We expect, though, that not all of the GMA X3000 runs at 667MHz, as the strange numbers in the "pixels per clock" and "textures per clock" entries in the table above suggest. Intel says the G965 can compute two raster operations per clock maximum, but only for clears. For any other 3D raster op, it's limited to 1.6 pixels per clock. Similarly, it can process depth operations at 4 pixels per clock, but is limited to 3.2 pixels per clock for single, bilinear-filtered textures. What we may be seeing here is the result of different clock domains for the shader processors and the IGP's back end; the GeForce 8800 has a similar arrangement.
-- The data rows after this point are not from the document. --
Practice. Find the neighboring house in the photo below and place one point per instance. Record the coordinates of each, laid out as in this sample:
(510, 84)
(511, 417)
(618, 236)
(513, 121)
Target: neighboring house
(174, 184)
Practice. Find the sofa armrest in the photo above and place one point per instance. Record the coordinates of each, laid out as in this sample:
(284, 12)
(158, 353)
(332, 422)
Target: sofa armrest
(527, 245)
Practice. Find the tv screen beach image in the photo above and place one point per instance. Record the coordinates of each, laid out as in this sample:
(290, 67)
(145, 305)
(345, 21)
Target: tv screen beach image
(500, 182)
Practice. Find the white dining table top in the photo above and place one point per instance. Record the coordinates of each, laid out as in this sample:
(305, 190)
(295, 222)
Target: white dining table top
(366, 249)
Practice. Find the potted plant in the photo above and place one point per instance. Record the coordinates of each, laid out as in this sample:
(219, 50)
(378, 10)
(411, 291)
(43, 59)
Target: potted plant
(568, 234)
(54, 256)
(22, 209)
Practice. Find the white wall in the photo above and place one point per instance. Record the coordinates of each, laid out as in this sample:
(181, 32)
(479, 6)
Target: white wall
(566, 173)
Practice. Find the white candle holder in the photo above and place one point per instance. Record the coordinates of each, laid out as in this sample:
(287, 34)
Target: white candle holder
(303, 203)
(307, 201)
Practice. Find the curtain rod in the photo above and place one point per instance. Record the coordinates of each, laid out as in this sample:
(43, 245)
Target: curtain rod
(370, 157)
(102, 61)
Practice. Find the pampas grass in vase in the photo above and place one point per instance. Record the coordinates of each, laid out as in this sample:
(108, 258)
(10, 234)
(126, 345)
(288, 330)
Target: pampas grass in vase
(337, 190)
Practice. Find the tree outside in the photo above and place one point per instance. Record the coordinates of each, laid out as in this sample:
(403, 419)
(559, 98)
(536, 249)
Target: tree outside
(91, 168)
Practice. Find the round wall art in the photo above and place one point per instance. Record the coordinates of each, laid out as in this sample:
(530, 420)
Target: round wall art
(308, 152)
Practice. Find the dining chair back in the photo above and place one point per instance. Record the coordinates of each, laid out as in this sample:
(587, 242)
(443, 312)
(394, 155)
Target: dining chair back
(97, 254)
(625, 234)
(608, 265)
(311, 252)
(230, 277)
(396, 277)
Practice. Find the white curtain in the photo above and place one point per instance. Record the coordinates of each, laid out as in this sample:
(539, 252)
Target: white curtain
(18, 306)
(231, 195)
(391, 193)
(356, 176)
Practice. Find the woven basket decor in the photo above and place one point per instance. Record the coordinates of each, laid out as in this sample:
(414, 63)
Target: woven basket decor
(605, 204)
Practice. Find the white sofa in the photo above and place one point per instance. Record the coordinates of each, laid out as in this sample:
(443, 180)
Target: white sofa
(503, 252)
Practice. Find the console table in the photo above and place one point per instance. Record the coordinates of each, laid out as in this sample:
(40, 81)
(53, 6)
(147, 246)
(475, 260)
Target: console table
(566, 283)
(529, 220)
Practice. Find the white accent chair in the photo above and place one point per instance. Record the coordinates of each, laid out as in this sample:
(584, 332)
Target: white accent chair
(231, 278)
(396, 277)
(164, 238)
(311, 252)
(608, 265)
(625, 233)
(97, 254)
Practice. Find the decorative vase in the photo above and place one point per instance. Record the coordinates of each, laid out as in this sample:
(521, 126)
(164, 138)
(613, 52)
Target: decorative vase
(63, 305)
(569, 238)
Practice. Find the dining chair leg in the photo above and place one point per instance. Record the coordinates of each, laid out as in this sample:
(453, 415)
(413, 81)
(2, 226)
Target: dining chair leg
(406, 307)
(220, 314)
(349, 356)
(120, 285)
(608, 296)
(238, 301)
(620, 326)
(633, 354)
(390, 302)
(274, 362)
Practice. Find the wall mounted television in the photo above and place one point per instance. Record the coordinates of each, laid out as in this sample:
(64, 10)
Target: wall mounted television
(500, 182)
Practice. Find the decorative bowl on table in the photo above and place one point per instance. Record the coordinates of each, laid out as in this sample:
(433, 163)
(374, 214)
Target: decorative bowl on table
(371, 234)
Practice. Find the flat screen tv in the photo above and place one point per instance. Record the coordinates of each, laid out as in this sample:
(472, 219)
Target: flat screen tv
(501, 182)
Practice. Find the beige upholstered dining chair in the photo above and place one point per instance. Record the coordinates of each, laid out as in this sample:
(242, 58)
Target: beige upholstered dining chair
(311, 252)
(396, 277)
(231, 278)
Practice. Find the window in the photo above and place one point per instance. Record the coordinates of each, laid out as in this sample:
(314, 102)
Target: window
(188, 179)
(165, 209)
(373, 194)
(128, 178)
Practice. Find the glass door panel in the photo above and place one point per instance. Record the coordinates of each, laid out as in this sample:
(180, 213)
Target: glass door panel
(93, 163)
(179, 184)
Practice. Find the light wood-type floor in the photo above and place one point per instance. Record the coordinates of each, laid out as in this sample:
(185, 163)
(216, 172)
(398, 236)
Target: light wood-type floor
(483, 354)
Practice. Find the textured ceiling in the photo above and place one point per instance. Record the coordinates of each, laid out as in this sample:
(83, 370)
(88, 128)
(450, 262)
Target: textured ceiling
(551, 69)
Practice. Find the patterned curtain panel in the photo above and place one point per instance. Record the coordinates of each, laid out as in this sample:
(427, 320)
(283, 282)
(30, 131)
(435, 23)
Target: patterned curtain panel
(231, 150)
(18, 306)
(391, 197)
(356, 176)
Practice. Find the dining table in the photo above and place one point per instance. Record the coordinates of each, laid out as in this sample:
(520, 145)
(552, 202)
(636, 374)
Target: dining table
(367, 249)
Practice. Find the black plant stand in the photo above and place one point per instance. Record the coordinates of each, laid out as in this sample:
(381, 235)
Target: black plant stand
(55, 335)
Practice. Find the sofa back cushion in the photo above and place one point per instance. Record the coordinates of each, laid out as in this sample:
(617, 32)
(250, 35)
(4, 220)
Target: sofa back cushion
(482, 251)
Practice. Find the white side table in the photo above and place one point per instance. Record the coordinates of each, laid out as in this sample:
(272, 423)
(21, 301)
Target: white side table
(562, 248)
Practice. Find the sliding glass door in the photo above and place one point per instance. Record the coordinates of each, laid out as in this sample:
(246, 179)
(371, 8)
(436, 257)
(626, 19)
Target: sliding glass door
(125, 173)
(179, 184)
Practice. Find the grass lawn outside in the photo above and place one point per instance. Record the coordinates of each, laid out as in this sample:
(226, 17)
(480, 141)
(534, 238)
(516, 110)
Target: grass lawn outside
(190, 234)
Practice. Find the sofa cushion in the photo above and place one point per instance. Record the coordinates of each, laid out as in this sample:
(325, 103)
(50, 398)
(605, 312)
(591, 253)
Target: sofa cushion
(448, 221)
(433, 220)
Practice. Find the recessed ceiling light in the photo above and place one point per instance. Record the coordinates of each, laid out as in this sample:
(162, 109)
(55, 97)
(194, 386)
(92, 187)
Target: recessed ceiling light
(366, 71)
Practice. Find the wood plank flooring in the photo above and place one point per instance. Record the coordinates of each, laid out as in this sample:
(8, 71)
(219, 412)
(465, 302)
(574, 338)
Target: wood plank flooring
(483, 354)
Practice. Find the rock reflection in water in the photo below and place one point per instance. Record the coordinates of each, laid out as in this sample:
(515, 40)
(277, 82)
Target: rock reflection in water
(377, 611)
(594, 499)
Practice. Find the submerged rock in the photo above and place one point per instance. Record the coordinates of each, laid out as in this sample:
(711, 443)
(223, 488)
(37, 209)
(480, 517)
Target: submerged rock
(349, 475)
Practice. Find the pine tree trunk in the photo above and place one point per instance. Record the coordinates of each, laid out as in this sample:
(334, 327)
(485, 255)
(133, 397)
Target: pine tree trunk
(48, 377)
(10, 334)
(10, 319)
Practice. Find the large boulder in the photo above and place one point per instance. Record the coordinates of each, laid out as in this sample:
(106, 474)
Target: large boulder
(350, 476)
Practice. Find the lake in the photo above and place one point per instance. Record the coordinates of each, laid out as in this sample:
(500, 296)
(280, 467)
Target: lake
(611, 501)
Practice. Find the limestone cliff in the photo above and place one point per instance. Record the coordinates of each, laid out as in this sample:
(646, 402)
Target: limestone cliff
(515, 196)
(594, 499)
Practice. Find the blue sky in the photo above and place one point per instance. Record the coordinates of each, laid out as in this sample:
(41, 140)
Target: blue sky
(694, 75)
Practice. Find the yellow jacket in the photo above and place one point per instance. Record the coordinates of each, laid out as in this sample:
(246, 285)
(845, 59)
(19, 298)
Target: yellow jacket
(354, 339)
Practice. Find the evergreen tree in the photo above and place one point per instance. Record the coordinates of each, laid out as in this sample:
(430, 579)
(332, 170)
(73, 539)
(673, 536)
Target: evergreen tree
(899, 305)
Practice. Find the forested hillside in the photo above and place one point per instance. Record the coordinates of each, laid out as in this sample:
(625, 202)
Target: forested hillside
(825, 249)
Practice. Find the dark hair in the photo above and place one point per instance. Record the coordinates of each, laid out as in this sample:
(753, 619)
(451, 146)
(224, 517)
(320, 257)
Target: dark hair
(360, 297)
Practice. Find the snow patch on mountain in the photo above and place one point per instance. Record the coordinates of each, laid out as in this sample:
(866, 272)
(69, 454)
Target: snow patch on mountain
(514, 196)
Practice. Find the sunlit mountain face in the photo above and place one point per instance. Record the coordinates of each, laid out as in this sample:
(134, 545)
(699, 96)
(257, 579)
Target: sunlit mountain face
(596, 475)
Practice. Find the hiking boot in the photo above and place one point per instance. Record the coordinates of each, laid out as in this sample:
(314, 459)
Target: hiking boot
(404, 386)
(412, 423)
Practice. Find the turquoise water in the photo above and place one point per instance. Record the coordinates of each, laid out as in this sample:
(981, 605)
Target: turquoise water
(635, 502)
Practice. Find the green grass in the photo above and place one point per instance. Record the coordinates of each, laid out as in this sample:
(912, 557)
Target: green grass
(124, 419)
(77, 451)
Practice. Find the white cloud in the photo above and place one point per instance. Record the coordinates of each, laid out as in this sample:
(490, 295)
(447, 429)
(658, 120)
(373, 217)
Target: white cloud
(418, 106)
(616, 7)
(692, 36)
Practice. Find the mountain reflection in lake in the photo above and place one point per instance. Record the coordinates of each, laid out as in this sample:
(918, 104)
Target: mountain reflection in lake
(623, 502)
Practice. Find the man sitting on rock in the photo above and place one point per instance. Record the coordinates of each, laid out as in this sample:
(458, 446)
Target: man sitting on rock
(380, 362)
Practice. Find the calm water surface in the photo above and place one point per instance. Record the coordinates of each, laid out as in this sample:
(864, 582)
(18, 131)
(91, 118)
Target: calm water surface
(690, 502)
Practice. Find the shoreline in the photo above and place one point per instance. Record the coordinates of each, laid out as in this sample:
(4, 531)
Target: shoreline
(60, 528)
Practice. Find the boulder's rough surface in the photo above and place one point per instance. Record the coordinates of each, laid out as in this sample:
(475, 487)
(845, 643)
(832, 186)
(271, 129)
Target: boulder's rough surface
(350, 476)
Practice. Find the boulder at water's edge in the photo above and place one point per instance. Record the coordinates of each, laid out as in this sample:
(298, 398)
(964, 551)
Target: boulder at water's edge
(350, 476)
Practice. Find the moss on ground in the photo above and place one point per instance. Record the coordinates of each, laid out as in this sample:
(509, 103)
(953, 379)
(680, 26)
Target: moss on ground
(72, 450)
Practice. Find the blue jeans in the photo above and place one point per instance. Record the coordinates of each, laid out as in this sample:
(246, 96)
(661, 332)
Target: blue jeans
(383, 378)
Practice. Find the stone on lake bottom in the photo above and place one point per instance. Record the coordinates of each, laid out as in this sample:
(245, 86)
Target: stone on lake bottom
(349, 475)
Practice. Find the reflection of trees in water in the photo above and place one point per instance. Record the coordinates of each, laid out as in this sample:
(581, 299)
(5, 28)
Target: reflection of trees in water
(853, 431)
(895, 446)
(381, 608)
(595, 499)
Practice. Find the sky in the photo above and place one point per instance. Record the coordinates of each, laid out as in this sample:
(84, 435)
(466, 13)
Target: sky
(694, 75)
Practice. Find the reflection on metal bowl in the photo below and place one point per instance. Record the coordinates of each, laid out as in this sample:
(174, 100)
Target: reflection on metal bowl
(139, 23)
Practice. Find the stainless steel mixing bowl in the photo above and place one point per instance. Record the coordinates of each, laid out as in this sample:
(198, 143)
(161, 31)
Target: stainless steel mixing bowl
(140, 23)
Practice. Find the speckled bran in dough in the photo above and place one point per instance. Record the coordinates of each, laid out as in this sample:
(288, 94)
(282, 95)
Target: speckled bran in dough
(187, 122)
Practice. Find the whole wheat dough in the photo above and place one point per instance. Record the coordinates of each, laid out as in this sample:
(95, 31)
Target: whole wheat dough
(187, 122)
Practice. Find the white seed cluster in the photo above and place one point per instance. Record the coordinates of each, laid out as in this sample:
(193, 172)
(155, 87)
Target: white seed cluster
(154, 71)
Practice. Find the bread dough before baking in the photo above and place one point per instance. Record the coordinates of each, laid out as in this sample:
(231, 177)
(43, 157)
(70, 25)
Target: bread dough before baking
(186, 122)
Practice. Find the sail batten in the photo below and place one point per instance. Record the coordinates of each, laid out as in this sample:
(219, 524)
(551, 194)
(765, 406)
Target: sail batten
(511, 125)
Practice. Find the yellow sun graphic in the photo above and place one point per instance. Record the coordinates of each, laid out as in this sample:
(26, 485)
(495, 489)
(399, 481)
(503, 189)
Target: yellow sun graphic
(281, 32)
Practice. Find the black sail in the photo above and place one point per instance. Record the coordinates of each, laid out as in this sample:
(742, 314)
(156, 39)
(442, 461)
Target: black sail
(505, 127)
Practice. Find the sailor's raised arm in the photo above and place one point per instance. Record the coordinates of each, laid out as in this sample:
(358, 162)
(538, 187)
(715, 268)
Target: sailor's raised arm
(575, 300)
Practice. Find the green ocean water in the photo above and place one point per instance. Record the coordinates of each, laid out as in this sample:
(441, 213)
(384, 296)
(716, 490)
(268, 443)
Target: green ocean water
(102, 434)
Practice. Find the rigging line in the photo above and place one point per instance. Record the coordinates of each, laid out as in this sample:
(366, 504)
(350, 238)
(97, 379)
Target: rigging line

Whatever the case, these numbers work out to theoretical fill rates of 1067 Mpixels/s and 2133 Mtexel/s. That puts the G965 ahead of the AMD 690G (1600 Mtexels/s) and the GeForce 6150 (950 Mtexels/s) in peak texturing capacity.

The X3000 looks impressive in the output department, as well, packing support for DVI, HDMI, and VGA outputs alongside a TV encoder. Additional outputs are also supported via the chip's sDVO (Serial Digital Video Output) interface, although motherboard makers will ultimately decide which of the X3000's various output options will be made available to end users.

Complementing the X3000's generous assortment of video outputs is a Clear Video processing engine that offers advanced de-interlacing algorithms and a measure of color correction. Clear Video can also accelerate VC-1 high-definition video decoding, allowing it to shoulder some of the burden associated with WMV HD video playback. Hardware assist is supported for high-definition MPEG2 video playback, as well.

Dynamic Video Memory Technology (DVMT) rounds out the X3000's feature set, enabling the chip to dynamically allocate system memory as needed. DVMT works by dedicating a small portion (in this case 1MB or 8MB, configured through the BIOS) of system memory to the graphics core at all times. Users can then elect to cordon off an additional chunk of system memory to the graphics core or allow DVMT to allocation additional video memory as needed on its own.